About which axis in particular ? :-)

3. Nov 6, 2014

4. Nov 6, 2014

### slider142

Okay. The first step of determining the matrix of a linear transformation in a particular basis is to first determine where each basis vector goes. So we first make a list. What are $T(e_1), T(e_2),$ and $T(e_3)$ ?

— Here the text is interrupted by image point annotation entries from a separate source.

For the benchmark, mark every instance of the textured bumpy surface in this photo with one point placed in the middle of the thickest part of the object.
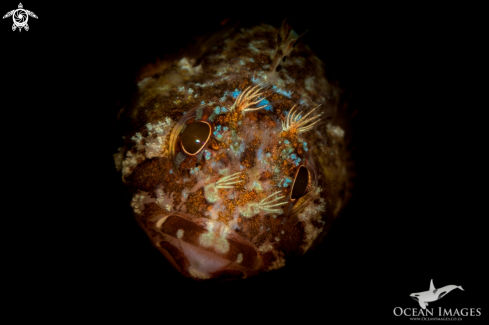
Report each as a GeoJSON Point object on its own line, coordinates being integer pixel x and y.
{"type": "Point", "coordinates": [226, 211]}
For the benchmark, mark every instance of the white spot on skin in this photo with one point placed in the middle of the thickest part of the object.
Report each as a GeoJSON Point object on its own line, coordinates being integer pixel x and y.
{"type": "Point", "coordinates": [160, 222]}
{"type": "Point", "coordinates": [216, 237]}
{"type": "Point", "coordinates": [180, 233]}
{"type": "Point", "coordinates": [197, 274]}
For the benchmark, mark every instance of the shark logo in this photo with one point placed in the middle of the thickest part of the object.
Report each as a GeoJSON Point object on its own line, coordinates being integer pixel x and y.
{"type": "Point", "coordinates": [433, 294]}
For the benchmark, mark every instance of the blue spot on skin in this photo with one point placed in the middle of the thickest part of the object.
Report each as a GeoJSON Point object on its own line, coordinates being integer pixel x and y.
{"type": "Point", "coordinates": [235, 93]}
{"type": "Point", "coordinates": [286, 182]}
{"type": "Point", "coordinates": [268, 108]}
{"type": "Point", "coordinates": [282, 92]}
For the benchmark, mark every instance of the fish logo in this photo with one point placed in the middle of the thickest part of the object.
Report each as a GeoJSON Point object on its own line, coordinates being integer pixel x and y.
{"type": "Point", "coordinates": [433, 294]}
{"type": "Point", "coordinates": [20, 17]}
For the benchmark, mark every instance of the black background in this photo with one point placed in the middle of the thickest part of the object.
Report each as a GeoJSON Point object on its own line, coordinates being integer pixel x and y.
{"type": "Point", "coordinates": [72, 248]}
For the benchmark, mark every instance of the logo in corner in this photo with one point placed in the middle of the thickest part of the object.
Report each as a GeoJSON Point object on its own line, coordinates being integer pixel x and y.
{"type": "Point", "coordinates": [20, 17]}
{"type": "Point", "coordinates": [433, 294]}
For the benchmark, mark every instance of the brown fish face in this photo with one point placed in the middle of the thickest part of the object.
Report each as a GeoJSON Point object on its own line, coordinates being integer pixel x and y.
{"type": "Point", "coordinates": [237, 181]}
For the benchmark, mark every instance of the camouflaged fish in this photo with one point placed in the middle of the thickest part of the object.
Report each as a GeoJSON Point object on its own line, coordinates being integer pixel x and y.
{"type": "Point", "coordinates": [233, 158]}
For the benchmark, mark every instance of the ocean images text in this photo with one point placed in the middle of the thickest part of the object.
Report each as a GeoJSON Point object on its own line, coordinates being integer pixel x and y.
{"type": "Point", "coordinates": [399, 311]}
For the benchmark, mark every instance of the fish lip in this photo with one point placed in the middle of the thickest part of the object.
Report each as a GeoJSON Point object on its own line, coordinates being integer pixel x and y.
{"type": "Point", "coordinates": [183, 254]}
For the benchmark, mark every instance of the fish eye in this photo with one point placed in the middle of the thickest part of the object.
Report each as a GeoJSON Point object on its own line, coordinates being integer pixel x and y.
{"type": "Point", "coordinates": [195, 136]}
{"type": "Point", "coordinates": [301, 183]}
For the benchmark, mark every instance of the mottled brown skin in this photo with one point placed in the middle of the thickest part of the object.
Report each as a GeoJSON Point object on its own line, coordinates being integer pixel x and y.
{"type": "Point", "coordinates": [238, 229]}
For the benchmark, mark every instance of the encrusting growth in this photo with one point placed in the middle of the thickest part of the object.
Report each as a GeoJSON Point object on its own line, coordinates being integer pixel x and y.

Edit: If this is the part you are having trouble with, maneuver your imaginary coordinate axes so that the positive x-axis is pointing straight out of the page, so we are looking down at the yz-plane. The positive z-axis, and thus $e_3$ points right and the positive y-axis, and thus $e_2$, points up. Rotation of vectors by positive angles occurs counterclockwise. Take $e_3$, and rotate it counterclockwise by 90 degrees. It should end up on the y-axis. This is $T(e_3)$. What is it in component form ?

#### Attached Files:

• ###### Rotation.png
File size:
1.4 KB
Views:
65
Last edited: Nov 6, 2014
5. Nov 6, 2014

### HaLAA

T(e3)=(0,0,1)

6. Nov 7, 2014

### slider142

Hmm, that can't be true, since $e_3 = (0, 0, 1)$ in the standard basis. Remember we are going to rotate this vector counterclockwise in the yz-plane, so its image after the transformation will be a different vector. Just to make sure we're on the same page, the standard basis is $e_1 = (1, 0, 0), e_2 = (0, 1, 0),$ and $e_3 = (0, 0, 1)$.
Now, the first attached image is meant to be a viewpoint where the positive x-axis, and thus $e_1$, is pointing out of the page. So we cannot see the x-axis from this viewpoint: it is directly above the origin of the yz-plane. The positive z-axis, and thus $e_3 = (0, 0, 1)$ points right, while the positive y-axis, and thus $e_2 = (0, 1, 0)$ points up. The diagram shows the counterclockwise direction of the rotation by 90 degrees and its magnitude.
The second illustration shows that when we rotate $e_3$ counterclockwise by 90 degrees in this plane, it coincides with $e_2$. So the components of the new vector $T(e_3)$ are (0, 1, 0). Does that make sense so far?

File size:
1.9 KB
Views:
68
File size:
2.5 KB
Views:
65
7. Nov 7, 2014

### HaLAA

I got it. thank you so much

8. Nov 7, 2014

### slider142

Great! Are you able to complete the problem from there?

9. Nov 7, 2014

### HaLAA

yes,T(e1)=(1,0,0),T(e2)=(0,-1,0),T(e3)=(0,1,0)

10. Nov 7, 2014

### slider142

Not quite! When you rotate $e_2$, the unit vector for the positive y-axis, by 90 degrees counterclockwise, you should end up on the negative z-axis, which is represented by $-e_3$ or (0, 0, -1). So $T(e_2) = (0, 0, -1)$. These three vectors form the column vectors of the matrix that represents T with respect to this basis. You can then take the product of the matrix with each unit vector to check that you do get the correct outputs.